By Staff | Feb 3, 2010

“No matter what you do as a mom, as a grandmom, you feel like, ‘My God, what did I do wrong?'” said Arlenne, the mother of a drug addict.

She knows the pain and heartache of seeing a loved one spiral into drug addiction and not be able to escape. She has had sleepless nights. She has spent an unaccountable amount of time and money fighting the demon. She has ventured into crack houses to try to find her daughter. She knows.

That knowledge and understanding is exactly what she hopes to share with others in the area who have loved ones addicted to drugs. Arlenne and her husband Chuck have started a local chapter of Nar-Anon, a worldwide fellowship for those affected by someone else’s addiction.

Much like the more-recognizable Alcoholics Anonymous, Nar-Anon is an anonymous, first names only, group of people who have a relative or friend with an addiction problem. However, Nar-Anon is not affiliated with any other organization or outside entity.

They use a 12-step program designed to help relatives and friends of addicts recover from the effects of living with an addicted relative or friend. They offer help by sharing experience, strength, and hope.

Arlenne said she went to her first meeting expecting to find a step-by-step how-to guide on how to save her daughter from addiction. She left that first meeting angry that it didn’t offer that magic elixir.

“I was skeptical of it,” admits Arlenne.

Eventually she returned to the group and found great solace in the camaraderie. Being with a group who truly understands was a soothing balm. “It makes you feel better, it really does,” she says. “It has helped us tremendously.”

Arlenne and Chuck have six children and only one has gone down the path of drug addiction. However, that path has been a long, hard journey. She lived on the street for 10 years, prostituting to support her $300 per day crack habit.

They have tried various ways to help her kick her addiction. She has been in 13 different rehabilitation programs and in jail a couple times. Most of their actions, they found, were enabling her, not helping her.

In the process, the insidious addiction tightens its grip on all aspects of the family.

“It affects the whole family,” said Arlenne. “It just becomes a nightmare.

“You get so involved with their problems that you get sick yourself. I, literally, was going crazy,” shares Arlenne who had seen various counselors to find emotional relief for herself. “If it hadn’t been for Nar-Anon I would be in a nut house somewhere.”

The program has helped them so much that the couple who moved back to their roots in Wetzel County from Lancaster, Pa., two years ago wants to share Nar-Anon with others.

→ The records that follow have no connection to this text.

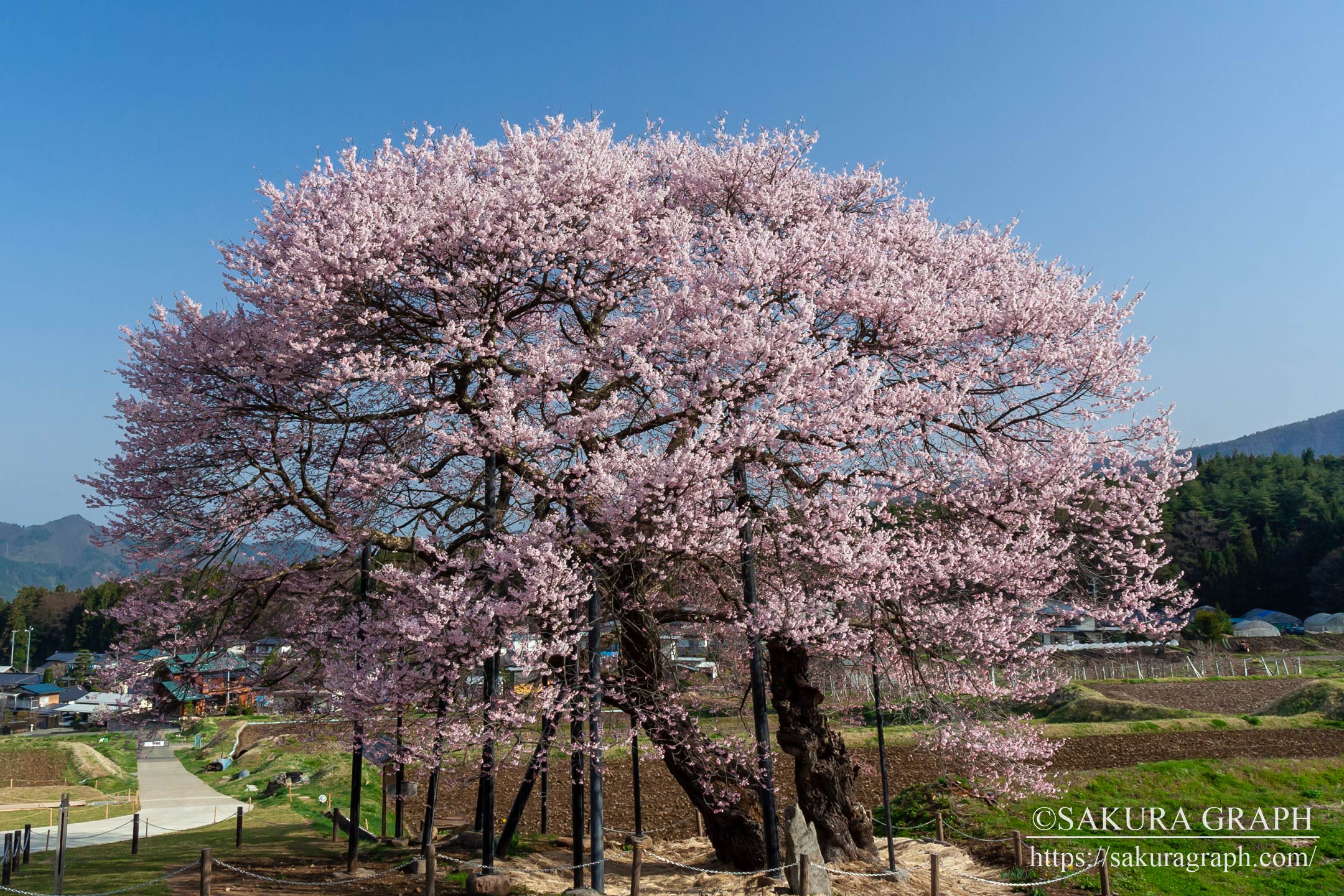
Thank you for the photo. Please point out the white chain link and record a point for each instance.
(859, 874)
(111, 892)
(311, 883)
(716, 871)
(1029, 883)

“No town is safe,” said Arlenne. “It makes no difference how much money you make, who you are, what you are.”

There are no fees associated with Nar-Anon. There is no registration. “Just show up,” said Arlenne. Meetings are held every Monday evening, 7 p.m., at the New Martinsville United Methodist Church. Anyone with a loved one with an addiction problem is welcome to show up and participate or even just silently watch the meeting.

For more information call Chuck and Arlene at 455-4095. If there is no answer, just leave a message with your first name and phone number. They’d rather not even know your last name, so as to keep it anonymous. More information can also be found at www.nar-anon.org.

“We’re hoping to have a mighty, great Nar-Anon family in West Virginia,” said Arlenne.

Just before the next Nar-Anon meeting, the Citizens Against Prescription Drug Abuse will meet Feb. 8, 6 p.m., at the New Martinsville City Building. Organizers of that group expect to change their regular meeting time, lately the second Monday of the month, so it will not conflict with the new Nar-Anon meetings.